Tom Holland Garners Empathy With A Strong, Emotional Leading Performance In Apple TV+’s ‘The Crowded Room’
Apple TV+’s latest thriller, The Crowded Room, is challenging to watch. It is not poorly made; instead, it is a series that deals with complex issues that can be difficult to manage. Tom Holland and Amanda Seyfried give impeccable performances that anchor a decently made show, but the content is hard to consume. Consider this a trigger warning, as the series may require some research if you are disturbed by particular forms of violence.
The Crowded Room follows a young Danny Sullivan (Holland) in 1979 as he is on trial for a shooting at Rockefeller Center. The series unfolds with Sullivan probed by a Rya (Seyfried) as she is tasked with solving an unusual crime. The limited series walks us through the events that led to this violent outcome and how Sullivan got to where he is. The Crowded Room walks a very fine line between an honest portrayal of its core themes and unnecessary, even tasteless, retellings—sometimes favouring one side over the other. However, the series is not too dissimilar to Holland’s first time taking on the monster that is trauma. He previously starred in the Apple Original film Cherry, which dealt with a veteran self-medicating to overcome PTSD. It was a troubling story that raised awareness of the opioid epidemic and the reality that comes with being a veteran. Holland simply starred in the film, but here, Holland takes on the role of executive producer, solidifying his niche for amplifying sensitive but relevant issues.
The Crowded Room attempts to take some responsibility for the subjects it broaches. It takes inspiration from Daniel Keyes’s The Minds of Billy Milligan, which tells the story of the real-life Billy Milligan, who was accused of a myriad of crimes, resulting in a groundbreaking revelation in the justice system.
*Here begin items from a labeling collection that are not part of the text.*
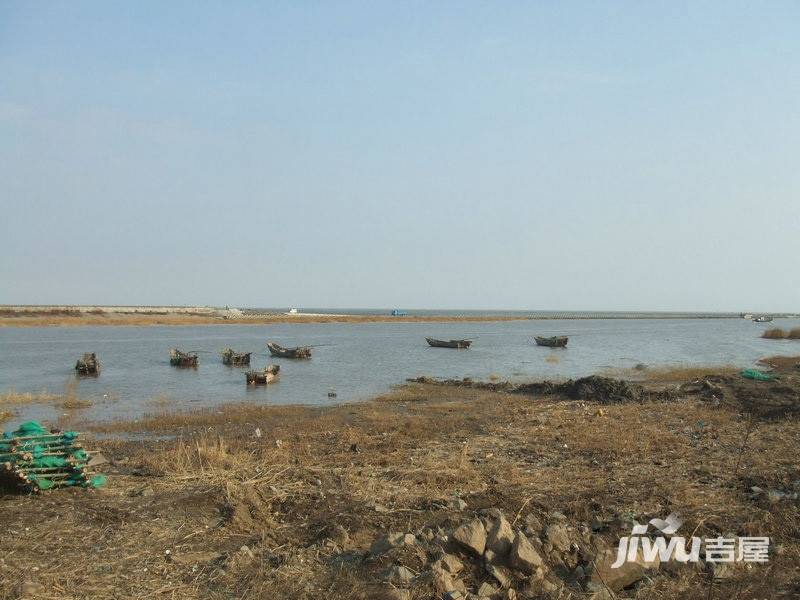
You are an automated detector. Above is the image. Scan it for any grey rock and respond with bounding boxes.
[486,564,511,588]
[478,581,500,598]
[384,565,416,585]
[486,513,514,556]
[453,519,486,556]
The series from showrunner, writer and executive producer Akiva Goldsman, opts to borrow the outcome of the case of Billy Milligan and craft a nearly fictitious story around it. This allows the show to avoid the risk of sympathizing with the inspiration of the show. However, the show argues that any and all violence is learned behaviour and that victims trapped in cycles of violence often end up inflicting violence upon others. It also asserts that victims of abuse, through no fault of their own, tend to stay in abusive situations because it’s all they know. My heart broke for the fictional Danny Sullivan, but I don’t know if I can say the same for his real-life counterpart after discovering what he did to his victims. The show has us asking, “how can anybody sympathize with a victim of violence and condemn their violent actions at the same time?” Perhaps that’s just the complexity of human emotion.
Goldsman explains the decision to omit parts of Billy’s story by saying, “It was about really creating empathy — to create a character that you would really ally with.”
Empathy is easy to access for The Crowded Room when faced with such compelling performances. Danny Sullivan is arguably Holland’s most vulnerable role to date. It’s a total 180 from the web-slinging Spider-Man and grapplehook-yielding Nathan Drake. Where he was the confident hero in those roles, here, he is feeble and emotionally complex. His mannerisms and speech make Danny look and feel small: cowering at any sign of confrontation and keeping his gaze chronically low to play up the fragile boy caught up in the danger-filled big city. Holland’s commitment to his role is admirable, and he has spoken candidly about how seriously he took on this role.
Holland is relatively upfront with his mental health struggles. He has shared how social media and being a celebrity in the public eye gives him anxiety, and he has even used his Instagram to rally his fans to support stem4. This charity focuses on uplifting mentally ill youth. While playing such a character as Danny Sullivan can make the best of us feel a little off, you can only hope Holland follows his advice and invests in his overall well-being.
Holland works remarkably well opposite Seyfried, whose character is the personification of patience and perseverance in the face of adversity. Both give gut-wrenching performances that testify to the tragedy and triumph of the story.
There is triumph within the tragedy of this story. Addressing and healing from trauma is always a triumph that must be applauded. If you’re as sensitive as I am, you’ll cry tears of sorrow for Danny Sullivan in one episode and tears of joy with him in the other. The Crowded Room is a nuanced examination of the human condition thanks to Holland’s performance and writing. However, that does not negate the reality that some imagery could have been left out because the story’s seriousness is conveyed well in other ways.